September 19th 2021 – the day I thought I was going to lose him. The GP had just been round to observe him and he definitely seemed a lot worse than the month before, his colouring was awful, he was extremely lethargic and breathless but the thing that really struck me was that the sparkle in his eye was nowhere to be seen. He just looked vacant and like he had had enough. Our community nurse came over shortly after to drop some meds round and she was immediately concerned, she could see it to. He wasn’t right. We had a zoom call with the palliative doctor at the drop of a hat to discuss what was happening and how he was. I asked her how long we had left and I remember her saying if he’s deteriorating in days it’s weeks, if he’s deteriorating in hours it’s days and I remember just thinking he was getting worse by the hour. I was convinced he was going to die that night. I was petrified, I think even the nurse on that night was worried, but soon enough morning came round and he was still here, he still wasn’t great but he was here. In my heart I thought this will be the night he passes away. All our family rallied round us that weekend and the house was never really empty which to be honest I struggled with. I was scared that this was going to be my last day with him and I didn’t really get a moment to myself with him. I remember laying with him in his bedroom and saying to him if you’re ready baby you can go, I didn’t want him to suffer anymore. His body was tired. He was tired. Our care package had only just increased to 7 nights and they were struggling to get a nurse to cover that night, eventually they called to say someone could come but I declined.
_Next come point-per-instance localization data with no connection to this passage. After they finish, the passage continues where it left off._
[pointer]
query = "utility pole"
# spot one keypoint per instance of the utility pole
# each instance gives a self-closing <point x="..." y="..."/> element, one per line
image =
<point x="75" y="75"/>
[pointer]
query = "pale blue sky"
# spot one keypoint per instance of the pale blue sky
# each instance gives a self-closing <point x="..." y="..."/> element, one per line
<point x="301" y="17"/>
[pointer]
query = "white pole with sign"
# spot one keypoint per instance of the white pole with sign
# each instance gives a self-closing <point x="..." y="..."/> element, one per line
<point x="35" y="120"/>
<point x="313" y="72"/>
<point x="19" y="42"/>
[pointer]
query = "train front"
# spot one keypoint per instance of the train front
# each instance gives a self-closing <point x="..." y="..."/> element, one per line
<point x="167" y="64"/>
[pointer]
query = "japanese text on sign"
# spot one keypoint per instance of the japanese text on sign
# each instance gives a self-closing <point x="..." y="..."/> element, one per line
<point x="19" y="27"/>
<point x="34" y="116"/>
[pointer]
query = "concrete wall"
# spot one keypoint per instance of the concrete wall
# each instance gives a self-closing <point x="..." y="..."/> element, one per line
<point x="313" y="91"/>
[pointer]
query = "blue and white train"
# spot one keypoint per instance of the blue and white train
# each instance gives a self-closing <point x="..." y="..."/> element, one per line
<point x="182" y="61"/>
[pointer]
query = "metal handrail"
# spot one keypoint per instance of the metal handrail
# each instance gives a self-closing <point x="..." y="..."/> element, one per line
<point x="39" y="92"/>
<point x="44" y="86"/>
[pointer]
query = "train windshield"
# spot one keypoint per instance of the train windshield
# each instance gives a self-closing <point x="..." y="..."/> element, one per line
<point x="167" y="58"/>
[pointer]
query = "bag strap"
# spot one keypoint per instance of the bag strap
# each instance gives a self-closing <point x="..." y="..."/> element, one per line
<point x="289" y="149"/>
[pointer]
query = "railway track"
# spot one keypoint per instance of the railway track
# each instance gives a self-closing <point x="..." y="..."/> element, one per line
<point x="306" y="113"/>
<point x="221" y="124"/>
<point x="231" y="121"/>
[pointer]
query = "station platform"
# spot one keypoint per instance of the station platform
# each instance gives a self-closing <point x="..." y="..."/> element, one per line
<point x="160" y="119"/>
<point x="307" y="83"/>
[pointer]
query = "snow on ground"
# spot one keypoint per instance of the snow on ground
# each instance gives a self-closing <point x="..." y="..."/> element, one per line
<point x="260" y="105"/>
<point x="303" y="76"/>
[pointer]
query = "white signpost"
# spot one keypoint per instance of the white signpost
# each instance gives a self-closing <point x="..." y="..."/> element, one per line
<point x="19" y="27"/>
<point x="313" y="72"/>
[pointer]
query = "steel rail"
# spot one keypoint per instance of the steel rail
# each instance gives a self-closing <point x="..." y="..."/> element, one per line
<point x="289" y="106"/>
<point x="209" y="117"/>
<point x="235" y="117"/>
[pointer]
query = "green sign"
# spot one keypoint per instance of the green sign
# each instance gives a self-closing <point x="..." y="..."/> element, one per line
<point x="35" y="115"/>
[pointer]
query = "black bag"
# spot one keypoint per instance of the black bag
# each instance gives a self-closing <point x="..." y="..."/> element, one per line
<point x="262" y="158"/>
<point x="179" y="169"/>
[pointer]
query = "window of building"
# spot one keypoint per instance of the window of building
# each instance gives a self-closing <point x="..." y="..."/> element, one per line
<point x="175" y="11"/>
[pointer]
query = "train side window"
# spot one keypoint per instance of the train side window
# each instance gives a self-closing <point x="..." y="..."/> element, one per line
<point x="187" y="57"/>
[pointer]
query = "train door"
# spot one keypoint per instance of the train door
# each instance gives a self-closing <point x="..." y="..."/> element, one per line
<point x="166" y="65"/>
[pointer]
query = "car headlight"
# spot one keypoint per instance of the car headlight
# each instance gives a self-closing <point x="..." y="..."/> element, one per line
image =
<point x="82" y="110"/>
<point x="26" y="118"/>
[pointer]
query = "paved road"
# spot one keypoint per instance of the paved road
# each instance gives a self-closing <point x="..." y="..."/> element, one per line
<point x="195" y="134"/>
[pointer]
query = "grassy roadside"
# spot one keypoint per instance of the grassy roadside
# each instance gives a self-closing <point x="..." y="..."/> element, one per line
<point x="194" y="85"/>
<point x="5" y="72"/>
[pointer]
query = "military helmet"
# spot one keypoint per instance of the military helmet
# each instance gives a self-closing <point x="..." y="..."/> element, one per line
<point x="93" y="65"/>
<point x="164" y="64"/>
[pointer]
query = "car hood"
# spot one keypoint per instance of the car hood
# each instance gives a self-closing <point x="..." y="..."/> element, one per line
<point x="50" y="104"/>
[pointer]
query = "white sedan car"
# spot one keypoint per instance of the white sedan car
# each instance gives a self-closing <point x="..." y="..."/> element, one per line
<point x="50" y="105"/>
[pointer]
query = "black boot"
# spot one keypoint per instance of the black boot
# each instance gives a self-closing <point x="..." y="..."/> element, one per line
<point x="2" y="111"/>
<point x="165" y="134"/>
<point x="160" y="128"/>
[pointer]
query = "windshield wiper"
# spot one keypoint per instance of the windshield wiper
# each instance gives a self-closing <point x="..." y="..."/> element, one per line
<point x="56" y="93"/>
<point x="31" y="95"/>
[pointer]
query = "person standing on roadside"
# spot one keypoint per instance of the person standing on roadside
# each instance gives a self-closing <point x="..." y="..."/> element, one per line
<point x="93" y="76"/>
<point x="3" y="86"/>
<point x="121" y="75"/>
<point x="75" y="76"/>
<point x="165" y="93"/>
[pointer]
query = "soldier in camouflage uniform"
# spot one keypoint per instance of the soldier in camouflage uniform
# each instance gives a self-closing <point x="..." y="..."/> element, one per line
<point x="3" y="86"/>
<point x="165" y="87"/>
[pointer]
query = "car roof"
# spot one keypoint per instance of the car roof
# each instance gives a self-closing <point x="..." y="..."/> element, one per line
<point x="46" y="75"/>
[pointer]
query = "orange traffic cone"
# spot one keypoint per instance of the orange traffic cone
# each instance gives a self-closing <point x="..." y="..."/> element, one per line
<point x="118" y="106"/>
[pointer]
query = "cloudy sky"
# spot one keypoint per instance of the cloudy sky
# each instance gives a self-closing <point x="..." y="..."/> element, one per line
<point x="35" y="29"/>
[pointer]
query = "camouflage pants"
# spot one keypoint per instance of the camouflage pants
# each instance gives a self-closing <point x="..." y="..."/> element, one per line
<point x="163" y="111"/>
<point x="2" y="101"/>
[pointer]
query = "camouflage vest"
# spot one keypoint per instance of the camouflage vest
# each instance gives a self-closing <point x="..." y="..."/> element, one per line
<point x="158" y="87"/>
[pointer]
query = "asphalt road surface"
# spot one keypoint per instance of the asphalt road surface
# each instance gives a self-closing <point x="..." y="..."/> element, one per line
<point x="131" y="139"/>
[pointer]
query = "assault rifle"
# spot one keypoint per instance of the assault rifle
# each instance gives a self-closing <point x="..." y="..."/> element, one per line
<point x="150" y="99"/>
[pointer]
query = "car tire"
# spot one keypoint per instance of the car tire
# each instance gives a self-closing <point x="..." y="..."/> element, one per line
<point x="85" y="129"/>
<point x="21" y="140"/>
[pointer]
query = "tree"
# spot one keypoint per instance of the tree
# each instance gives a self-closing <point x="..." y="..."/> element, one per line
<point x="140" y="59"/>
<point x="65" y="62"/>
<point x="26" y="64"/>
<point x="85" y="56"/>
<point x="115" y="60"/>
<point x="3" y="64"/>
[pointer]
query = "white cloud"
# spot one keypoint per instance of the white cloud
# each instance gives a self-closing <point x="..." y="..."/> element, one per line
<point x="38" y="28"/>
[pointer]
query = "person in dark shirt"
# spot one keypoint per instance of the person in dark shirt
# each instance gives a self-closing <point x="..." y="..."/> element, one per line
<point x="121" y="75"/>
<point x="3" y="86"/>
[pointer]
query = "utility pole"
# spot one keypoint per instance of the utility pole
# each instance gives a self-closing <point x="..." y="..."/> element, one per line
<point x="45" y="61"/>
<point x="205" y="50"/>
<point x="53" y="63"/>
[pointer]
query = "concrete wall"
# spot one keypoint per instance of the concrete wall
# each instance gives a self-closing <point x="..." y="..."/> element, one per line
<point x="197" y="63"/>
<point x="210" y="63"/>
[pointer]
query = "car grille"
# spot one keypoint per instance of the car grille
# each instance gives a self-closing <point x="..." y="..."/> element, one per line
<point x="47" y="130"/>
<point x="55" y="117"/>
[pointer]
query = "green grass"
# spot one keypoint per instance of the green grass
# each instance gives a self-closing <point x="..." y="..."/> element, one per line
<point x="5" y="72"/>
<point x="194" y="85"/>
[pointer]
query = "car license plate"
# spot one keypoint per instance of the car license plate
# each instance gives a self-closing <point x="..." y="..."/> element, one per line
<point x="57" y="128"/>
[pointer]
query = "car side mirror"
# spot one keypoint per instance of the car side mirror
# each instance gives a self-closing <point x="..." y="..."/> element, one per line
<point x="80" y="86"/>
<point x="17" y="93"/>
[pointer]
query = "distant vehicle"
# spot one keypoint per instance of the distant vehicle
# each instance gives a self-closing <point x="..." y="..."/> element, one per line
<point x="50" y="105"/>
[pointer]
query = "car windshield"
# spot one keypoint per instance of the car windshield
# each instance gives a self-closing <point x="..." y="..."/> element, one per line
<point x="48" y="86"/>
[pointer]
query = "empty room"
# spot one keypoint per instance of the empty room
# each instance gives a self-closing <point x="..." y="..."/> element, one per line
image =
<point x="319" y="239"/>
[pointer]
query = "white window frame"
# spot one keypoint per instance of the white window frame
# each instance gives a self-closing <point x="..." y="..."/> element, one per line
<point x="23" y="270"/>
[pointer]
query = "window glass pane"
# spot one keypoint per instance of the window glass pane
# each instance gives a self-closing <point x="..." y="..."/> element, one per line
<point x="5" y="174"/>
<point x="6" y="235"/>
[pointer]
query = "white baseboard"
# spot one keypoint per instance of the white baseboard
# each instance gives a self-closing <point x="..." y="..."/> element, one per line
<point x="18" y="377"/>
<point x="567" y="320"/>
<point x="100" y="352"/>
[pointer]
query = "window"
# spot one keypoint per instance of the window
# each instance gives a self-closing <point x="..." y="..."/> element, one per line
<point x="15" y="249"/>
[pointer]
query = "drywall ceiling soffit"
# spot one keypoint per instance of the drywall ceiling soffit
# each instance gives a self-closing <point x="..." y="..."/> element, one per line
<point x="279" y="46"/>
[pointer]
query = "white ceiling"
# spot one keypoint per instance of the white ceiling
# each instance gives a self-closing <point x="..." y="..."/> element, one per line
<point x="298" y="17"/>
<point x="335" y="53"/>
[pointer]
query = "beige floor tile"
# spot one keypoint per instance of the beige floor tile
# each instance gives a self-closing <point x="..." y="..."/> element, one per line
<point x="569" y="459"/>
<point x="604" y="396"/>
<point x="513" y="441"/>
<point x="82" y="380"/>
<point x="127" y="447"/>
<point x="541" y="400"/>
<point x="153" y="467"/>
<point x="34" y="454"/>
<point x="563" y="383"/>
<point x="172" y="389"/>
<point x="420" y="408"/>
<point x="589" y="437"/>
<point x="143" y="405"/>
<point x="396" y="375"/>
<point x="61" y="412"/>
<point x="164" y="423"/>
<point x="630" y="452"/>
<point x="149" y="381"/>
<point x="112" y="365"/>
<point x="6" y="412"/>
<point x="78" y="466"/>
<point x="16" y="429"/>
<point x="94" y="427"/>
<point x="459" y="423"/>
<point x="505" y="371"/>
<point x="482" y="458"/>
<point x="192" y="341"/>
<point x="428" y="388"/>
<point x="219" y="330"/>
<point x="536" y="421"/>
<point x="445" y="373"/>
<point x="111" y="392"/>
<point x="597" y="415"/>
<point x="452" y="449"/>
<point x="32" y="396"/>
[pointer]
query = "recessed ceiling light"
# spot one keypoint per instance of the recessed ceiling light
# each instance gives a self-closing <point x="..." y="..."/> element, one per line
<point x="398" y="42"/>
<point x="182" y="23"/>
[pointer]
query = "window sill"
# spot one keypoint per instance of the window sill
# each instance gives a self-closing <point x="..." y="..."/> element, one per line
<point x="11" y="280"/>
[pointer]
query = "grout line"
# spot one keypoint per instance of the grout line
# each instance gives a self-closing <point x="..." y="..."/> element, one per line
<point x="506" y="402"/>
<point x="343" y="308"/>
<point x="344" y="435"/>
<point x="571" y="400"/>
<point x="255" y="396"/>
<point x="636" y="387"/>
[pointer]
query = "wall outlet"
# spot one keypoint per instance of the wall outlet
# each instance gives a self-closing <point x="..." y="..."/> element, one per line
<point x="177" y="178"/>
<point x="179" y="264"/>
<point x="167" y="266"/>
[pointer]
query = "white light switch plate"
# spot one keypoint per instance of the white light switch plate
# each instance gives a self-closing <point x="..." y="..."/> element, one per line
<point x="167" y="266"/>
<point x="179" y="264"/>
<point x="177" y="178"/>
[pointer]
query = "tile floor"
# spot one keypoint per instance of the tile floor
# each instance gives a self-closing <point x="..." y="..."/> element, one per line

I thought this was going to be our final night together so we put his mattress downstairs, we set up an air bed next to it and the 4 of us all slept downstairs together as a family, not knowing what the night may hold. Then morning came round again, and he was awake, he was alive and he was almost back to his sassy self shouting at us to fill up his water bottle. He came so close but he wasn’t ready. Day by day he got better and that sparkle in his eye returned.
Knowing how close he came that weekend we soon realised that if he ever got poorly like that again then he wouldn’t come back from it. We now knew the signs and it made us appreciate every second, minute, hour of the day so much more. October came round and weirdly I didn’t feel that sense of dread I felt in the beginning of September, I felt confident in Romeo and his strength. He was now sleeping 20 hours of the day but when he was awake he was playful and chatty. We were looking to the future again and thought maybe he would make it till Christmas, little did we know we only had a matter of weeks.